Correct Answer is ["A","C","D"]
Explanation
Choice A: Pain Level
The client reports a pain level of 7 on a scale of 0 to 10. Postoperative pain is expected, but a pain level of 7 indicates severe pain that requires immediate attention. Effective pain management is crucial for postoperative recovery as unmanaged pain can lead to complications such as increased heart rate, elevated blood pressure, and delayed
healing. The nurse should assess the effectiveness of the current pain management plan and consider administering additional analgesics or adjusting the pain management strategy. Pain should be reassessed frequently to ensure the client is comfortable and to prevent complications associated with severe pain.
Choice B: Blood Pressure
The client’s blood pressure is 138/72 mmHg, which is within the normal range for adults (systolic 90-120 mmHg and diastolic 60-80 mmHg). While slightly elevated, this blood pressure reading does not require immediate follow-up in the context of postoperative care unless there are other symptoms indicating a hypertensive crisis or other cardiovascular issues. It is important to monitor blood pressure regularly, but in this scenario, it is not one of the critical findings that require immediate intervention.
Choice C: Lung Sounds
Crackles heard upon auscultation in the posterior lungs and the client being dyspneic are significant findings that require immediate follow-up. Crackles can indicate fluid accumulation in the lungs, which may be a sign of pulmonary edema or pneumonia. Dyspnea, or difficulty breathing, further supports the need for urgent assessment and intervention. The nurse should perform a thorough respiratory assessment, monitor oxygen saturation levels, and notify the healthcare provider. Interventions may include administering supplemental oxygen, positioning the client to improve ventilation, and possibly initiating diuretic therapy if fluid overload is suspected.
Choice D: Incision Site
The incision site has purulent drainage, redness, and warmth, which are classic signs of infection. Postoperative infections can lead to serious complications, including sepsis if not promptly addressed. The nurse should assess the incision site for additional signs of infection, such as increased swelling, foul odor, or increased pain.

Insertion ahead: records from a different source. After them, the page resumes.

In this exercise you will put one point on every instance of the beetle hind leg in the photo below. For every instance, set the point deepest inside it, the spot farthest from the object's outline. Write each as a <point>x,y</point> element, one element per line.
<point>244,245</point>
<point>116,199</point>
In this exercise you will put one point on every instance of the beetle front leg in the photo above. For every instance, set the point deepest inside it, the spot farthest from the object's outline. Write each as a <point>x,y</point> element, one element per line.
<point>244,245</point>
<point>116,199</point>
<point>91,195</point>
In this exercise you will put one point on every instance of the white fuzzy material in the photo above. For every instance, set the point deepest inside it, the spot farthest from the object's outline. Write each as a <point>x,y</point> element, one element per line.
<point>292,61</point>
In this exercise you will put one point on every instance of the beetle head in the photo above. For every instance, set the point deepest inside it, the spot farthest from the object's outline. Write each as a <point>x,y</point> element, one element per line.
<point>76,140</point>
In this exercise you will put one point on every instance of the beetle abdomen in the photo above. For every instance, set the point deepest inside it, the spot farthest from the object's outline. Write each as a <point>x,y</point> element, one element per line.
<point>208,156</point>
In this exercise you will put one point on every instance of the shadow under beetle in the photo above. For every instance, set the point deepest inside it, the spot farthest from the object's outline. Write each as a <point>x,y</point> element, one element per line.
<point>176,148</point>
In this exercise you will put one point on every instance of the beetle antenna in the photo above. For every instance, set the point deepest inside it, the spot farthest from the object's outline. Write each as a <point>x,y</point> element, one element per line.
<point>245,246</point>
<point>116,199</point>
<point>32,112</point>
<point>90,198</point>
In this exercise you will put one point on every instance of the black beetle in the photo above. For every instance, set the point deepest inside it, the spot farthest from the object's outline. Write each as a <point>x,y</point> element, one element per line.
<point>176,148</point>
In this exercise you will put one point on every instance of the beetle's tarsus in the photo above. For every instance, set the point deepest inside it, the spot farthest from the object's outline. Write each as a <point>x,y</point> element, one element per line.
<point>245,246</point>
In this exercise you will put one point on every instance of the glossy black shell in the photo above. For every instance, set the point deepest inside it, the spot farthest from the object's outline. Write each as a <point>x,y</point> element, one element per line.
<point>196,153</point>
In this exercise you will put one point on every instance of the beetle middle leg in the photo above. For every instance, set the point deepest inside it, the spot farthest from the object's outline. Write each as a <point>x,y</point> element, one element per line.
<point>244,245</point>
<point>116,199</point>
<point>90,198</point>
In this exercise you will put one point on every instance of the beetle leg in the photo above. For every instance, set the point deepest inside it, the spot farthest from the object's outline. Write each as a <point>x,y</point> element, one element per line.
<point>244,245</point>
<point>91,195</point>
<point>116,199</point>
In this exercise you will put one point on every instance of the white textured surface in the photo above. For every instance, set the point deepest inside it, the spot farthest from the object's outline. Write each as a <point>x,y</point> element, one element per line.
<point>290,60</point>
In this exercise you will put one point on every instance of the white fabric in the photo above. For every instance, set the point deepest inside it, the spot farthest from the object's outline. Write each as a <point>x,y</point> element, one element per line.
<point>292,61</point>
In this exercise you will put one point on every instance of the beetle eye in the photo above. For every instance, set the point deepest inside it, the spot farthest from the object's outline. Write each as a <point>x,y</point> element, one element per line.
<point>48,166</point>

The healthcare provider should be notified immediately to initiate appropriate interventions, which may include wound cultures, antibiotics, and possibly surgical intervention to manage the infection. Monitoring the client’s temperature and other vital signs is also essential to detect systemic infection early.
Choice E: Pedal Pulses
The client’s pedal pulses are +2 bilaterally, which is considered normal. Pedal pulses are assessed to evaluate peripheral circulation, and a +2 rating indicates normal pulse strength. There is no immediate concern regarding the client’s peripheral circulation based on this finding. However, it is important to continue monitoring peripheral pulses as part of routine postoperative care to ensure there are no changes that could indicate vascular complications.